2. Il résulte de ces dispositions que l’ensemble du contentieux du recouvrement des créances non fiscales des collectivités territoriales est de la compétence du juge de l’exécution, tandis que le contentieux du bien-fondé de ces créances est de celle du juge compétent pour en connaître sur le fond.

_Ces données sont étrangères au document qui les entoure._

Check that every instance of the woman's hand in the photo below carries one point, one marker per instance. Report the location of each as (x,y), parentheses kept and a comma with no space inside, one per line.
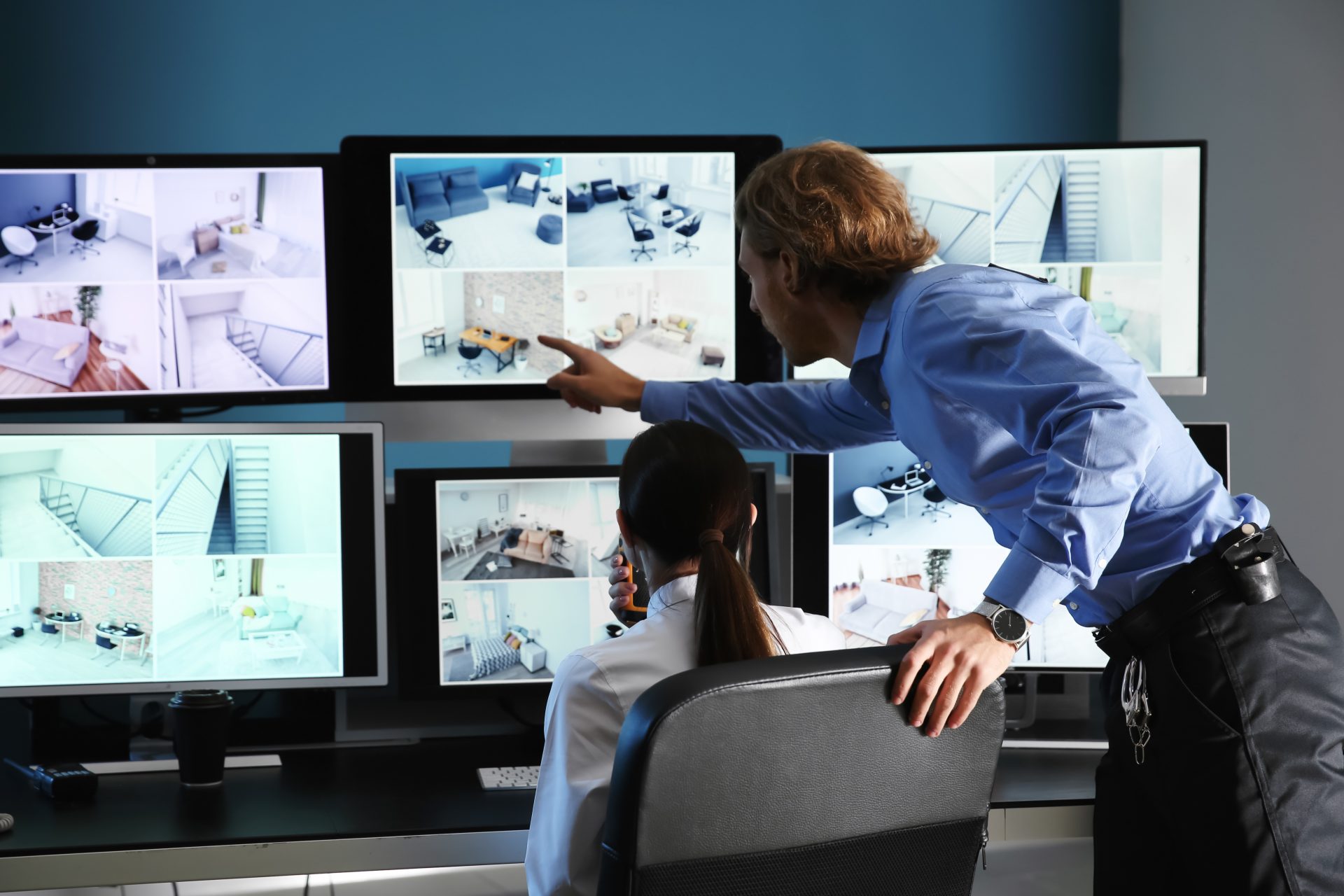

3. Il s’ensuit que les conclusions de la requête tendant à la contestation de l’avis de poursuites par commissaire de justice en date du 17 mai 2024 en paiement du titre exécutoire émis le 13 octobre 2023 par le département de la Gironde en vue du recouvrement d’un indu de revenu de solidarité active au titre de la période du 1er février 2021 au 31 janvier 2023 pour un montant de 10 459,28 euros, qui se rattache au contentieux du recouvrement des créances non fiscales des collectivités territoriales, est de la compétence du juge de l’exécution, et, par conséquent, de la juridiction judiciaire, et ne relève manifestement pas de la compétence de la juridiction administrative. Par suite, ces conclusions doivent être rejetées comme portée devant un ordre de juridiction incompétent pour en connaître, en application des dispositions précitées du 2° de l’article R. 222-1 du code de justice administrative.








ORDONNE :



Article 1er : La requête de M. A... B... est rejetée comme portée devant un ordre de juridiction incompétent pour en connaître.

Article 2 : La présente ordonnance sera notifiée à M. A... B... et au département de la Gironde. Copie en sera adressée à la caisse d’allocations familiales de la Gironde.


Fait à Bordeaux, le 9 octobre 2025.


Le magistrat désigné,

E. WILLEM



La République mande et ordonne au préfet de la Gironde en ce qui le concerne ou à tous commissaires de justice à ce requis en ce qui concerne les voies de droit commun contre les parties privées, de pourvoir à l’exécution de la présente ordonnance.